Lundi Ngidi’s recent media posts stating that he would be in favour of supporting the Black Lives Matter cause have resulted in extensive social and mainstream media commentary.  The South African Cricketers’ Association (SACA) today recorded their strong support for Lungi and his right to Freedom of Expression.

Individual Athlete Activism has challenged societal prejudices since Tommie Smith, Peter Norman, and John Carlos stood up for human rights and against racial oppression from the Olympic Podium in 1968.  The International Olympic Committee earlier this year confirmed their regulations of suppressing the right of Olympic athletes to exercise their Freedom of Expression.  This is evidence of how little change there has been within world sport, it denies athletes their basic right to express an opinion, and reinforces the institutional racism that exists in many sporting federations.
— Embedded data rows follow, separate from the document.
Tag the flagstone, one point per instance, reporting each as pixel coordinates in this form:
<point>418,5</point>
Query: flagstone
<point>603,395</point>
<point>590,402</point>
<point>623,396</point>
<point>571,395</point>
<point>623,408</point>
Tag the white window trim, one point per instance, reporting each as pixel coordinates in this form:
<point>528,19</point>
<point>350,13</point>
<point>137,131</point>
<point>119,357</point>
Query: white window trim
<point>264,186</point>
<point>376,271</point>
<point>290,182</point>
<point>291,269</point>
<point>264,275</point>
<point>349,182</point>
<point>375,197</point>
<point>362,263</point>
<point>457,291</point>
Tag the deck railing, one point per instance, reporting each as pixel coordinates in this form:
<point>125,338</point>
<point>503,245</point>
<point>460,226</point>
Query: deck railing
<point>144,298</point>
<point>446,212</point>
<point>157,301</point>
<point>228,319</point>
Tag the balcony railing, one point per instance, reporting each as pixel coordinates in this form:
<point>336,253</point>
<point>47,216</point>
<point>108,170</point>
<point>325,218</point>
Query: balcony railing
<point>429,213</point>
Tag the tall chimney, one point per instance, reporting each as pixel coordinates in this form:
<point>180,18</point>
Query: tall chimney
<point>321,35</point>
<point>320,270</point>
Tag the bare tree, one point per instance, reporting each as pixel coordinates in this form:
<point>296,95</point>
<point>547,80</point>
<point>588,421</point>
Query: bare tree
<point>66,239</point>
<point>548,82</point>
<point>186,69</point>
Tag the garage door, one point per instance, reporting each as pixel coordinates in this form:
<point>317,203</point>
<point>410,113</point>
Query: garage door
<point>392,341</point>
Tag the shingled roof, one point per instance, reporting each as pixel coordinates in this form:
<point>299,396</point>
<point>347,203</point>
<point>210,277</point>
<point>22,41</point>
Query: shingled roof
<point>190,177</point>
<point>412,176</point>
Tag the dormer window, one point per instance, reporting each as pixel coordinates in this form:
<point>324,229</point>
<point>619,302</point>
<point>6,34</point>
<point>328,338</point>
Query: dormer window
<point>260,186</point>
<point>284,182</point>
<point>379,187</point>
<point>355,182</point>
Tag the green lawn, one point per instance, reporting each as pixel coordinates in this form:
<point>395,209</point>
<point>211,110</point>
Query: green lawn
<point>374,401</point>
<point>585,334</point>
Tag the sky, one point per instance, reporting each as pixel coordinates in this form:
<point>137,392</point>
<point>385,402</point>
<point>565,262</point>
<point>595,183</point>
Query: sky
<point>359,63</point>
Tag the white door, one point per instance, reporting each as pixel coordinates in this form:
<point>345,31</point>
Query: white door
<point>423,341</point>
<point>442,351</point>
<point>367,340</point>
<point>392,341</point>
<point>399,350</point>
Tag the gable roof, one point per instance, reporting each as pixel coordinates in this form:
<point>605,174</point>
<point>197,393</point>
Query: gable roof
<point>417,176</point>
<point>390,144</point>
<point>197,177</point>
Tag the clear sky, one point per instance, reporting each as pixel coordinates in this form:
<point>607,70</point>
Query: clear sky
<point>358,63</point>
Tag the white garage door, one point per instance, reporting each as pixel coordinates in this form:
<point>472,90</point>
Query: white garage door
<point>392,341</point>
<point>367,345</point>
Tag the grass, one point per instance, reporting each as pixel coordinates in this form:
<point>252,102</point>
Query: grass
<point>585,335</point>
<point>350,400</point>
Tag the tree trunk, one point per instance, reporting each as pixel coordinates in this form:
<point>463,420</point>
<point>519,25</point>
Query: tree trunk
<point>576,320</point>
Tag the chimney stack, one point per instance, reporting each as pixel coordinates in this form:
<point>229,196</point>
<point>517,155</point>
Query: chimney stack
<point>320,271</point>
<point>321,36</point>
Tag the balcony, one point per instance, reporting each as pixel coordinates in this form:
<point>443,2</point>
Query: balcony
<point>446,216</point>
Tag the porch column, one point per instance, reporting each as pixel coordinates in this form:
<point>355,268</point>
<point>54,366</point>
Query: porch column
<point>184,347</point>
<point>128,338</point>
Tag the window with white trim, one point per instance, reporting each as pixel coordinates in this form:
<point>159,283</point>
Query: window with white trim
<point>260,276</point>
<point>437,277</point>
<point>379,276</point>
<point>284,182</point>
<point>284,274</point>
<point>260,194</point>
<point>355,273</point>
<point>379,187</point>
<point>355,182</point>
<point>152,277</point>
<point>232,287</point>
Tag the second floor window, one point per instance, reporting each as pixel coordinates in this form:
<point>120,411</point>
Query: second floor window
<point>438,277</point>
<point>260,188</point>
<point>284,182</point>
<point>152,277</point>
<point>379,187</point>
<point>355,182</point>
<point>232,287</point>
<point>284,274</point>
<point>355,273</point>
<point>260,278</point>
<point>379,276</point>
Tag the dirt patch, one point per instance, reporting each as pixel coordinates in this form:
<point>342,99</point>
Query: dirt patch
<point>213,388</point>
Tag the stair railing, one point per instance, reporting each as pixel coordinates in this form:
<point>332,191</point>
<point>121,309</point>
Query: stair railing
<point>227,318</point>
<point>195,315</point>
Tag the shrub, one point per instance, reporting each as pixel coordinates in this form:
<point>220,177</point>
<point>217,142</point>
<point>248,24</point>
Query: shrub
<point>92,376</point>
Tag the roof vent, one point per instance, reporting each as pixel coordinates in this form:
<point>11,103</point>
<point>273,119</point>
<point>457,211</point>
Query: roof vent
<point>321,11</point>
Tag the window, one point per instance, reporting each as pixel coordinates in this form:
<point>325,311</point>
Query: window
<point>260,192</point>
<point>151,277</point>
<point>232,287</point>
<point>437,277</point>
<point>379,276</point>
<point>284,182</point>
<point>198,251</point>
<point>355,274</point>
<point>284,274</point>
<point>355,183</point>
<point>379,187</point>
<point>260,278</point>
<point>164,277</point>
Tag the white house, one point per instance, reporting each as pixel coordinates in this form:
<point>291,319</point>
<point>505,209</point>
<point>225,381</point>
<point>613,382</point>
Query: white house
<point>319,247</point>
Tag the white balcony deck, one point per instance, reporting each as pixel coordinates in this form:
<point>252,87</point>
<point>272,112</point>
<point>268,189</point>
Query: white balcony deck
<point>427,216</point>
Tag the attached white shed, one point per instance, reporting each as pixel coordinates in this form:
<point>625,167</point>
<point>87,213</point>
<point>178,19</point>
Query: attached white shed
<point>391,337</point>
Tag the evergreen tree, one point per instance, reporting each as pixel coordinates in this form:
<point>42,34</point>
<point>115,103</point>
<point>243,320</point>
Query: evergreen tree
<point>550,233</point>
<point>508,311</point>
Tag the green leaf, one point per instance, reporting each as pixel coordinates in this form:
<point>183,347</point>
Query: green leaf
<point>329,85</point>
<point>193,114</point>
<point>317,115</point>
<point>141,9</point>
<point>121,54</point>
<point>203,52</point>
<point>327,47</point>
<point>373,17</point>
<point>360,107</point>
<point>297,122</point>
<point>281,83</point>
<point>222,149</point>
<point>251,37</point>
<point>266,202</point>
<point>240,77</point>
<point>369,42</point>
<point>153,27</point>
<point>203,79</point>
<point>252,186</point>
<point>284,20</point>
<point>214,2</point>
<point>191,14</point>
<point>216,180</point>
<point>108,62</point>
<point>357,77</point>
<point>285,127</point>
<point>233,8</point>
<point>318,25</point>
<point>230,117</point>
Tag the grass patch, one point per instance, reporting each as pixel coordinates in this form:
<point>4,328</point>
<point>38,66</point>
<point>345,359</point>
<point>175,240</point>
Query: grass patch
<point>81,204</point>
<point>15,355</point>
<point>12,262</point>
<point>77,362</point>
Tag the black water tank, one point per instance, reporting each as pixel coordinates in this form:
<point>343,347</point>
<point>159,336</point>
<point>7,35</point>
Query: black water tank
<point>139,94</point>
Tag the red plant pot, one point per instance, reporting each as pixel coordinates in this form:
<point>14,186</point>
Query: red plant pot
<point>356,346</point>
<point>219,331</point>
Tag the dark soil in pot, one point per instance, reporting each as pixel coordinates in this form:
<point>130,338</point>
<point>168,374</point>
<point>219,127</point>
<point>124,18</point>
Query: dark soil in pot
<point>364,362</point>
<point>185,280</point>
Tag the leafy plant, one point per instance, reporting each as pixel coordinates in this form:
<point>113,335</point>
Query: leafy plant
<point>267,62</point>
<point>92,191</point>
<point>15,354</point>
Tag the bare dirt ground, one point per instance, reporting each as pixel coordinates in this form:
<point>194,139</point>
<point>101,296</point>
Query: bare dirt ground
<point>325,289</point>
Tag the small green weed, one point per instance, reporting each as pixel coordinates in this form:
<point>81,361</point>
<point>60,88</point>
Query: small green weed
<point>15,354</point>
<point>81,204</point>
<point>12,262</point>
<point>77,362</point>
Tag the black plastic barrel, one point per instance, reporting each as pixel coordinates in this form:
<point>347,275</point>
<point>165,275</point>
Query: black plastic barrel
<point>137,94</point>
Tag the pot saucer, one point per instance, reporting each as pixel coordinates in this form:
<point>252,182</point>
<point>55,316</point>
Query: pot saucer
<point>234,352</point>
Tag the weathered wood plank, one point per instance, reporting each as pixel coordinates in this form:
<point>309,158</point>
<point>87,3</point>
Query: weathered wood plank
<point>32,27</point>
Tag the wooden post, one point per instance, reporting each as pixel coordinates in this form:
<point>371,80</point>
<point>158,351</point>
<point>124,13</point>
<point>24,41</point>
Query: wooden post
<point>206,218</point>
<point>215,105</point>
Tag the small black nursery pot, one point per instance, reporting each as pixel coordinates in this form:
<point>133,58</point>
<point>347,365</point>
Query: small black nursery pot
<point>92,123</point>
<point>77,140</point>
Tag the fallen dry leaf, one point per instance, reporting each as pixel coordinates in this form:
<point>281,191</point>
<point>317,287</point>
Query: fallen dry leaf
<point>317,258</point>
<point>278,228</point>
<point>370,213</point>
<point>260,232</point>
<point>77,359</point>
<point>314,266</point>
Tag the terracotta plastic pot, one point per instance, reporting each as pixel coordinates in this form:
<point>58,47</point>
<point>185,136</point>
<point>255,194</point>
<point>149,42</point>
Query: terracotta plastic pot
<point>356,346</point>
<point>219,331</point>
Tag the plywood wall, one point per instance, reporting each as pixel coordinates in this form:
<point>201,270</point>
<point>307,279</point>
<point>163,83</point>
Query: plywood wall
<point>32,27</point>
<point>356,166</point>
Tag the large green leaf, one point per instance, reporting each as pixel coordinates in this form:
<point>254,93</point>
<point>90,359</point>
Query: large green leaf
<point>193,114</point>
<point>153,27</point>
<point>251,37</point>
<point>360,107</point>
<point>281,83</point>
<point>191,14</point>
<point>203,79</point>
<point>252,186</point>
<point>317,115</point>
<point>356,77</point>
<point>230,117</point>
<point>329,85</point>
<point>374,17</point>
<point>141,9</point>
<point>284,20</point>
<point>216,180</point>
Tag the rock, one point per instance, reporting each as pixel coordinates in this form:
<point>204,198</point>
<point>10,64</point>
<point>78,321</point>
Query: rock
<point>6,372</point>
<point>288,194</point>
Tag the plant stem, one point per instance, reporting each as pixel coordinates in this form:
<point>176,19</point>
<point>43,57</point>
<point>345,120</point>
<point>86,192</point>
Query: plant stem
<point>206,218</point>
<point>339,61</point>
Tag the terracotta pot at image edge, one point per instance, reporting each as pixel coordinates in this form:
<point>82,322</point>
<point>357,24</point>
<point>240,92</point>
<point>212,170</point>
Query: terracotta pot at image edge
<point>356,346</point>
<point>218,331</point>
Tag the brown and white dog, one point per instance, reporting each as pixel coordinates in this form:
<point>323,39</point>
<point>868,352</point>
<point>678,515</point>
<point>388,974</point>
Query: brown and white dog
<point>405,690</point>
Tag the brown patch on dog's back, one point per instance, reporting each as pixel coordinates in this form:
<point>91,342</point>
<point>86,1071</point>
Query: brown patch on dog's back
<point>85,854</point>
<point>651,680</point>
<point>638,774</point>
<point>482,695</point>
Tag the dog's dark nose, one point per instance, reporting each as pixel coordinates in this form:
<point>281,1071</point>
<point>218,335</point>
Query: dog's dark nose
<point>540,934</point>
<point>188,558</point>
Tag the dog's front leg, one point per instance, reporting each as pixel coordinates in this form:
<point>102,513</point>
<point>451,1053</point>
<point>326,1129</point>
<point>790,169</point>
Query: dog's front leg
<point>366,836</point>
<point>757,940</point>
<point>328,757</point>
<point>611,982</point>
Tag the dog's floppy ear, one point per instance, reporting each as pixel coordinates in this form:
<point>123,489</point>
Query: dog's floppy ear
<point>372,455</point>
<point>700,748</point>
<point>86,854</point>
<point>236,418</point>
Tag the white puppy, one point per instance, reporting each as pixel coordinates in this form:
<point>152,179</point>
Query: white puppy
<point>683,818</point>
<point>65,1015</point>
Andrew Breetzke, CEO of SACA commented; “Freedom of Expression is an enabling right that all South Africans support.  We must therefore respect Lungi, as a sporting role model, when he exercises his Freedom of Expression on the important matter of racial discrimination. To subject him to unfair criticism, is to undermine his right. 

As SACA CEO I lead a diverse group of players and I stand with Lungi in my commitment to transformation, diversity, and to continue to work towards building a more inclusive game and society.”

Individual athlete activism leads to collective athlete activism, which can ultimately lead to institutional change.  This is a phenomenon that is being experienced throughout the world following the growth of the Black Lives Matter movement.

“Many of our cricketers have spoken out on a number of issues, including lack of transformation, gender-based violence and child abuse – they are more than sportsmen and women, they have a right to support initiatives that represent their social interest. Sport continues to be a microcosm of society, yet it remains the most forceful tool we have to break the shackles and bondages of the past,” added Omphile Ramela, SACA President.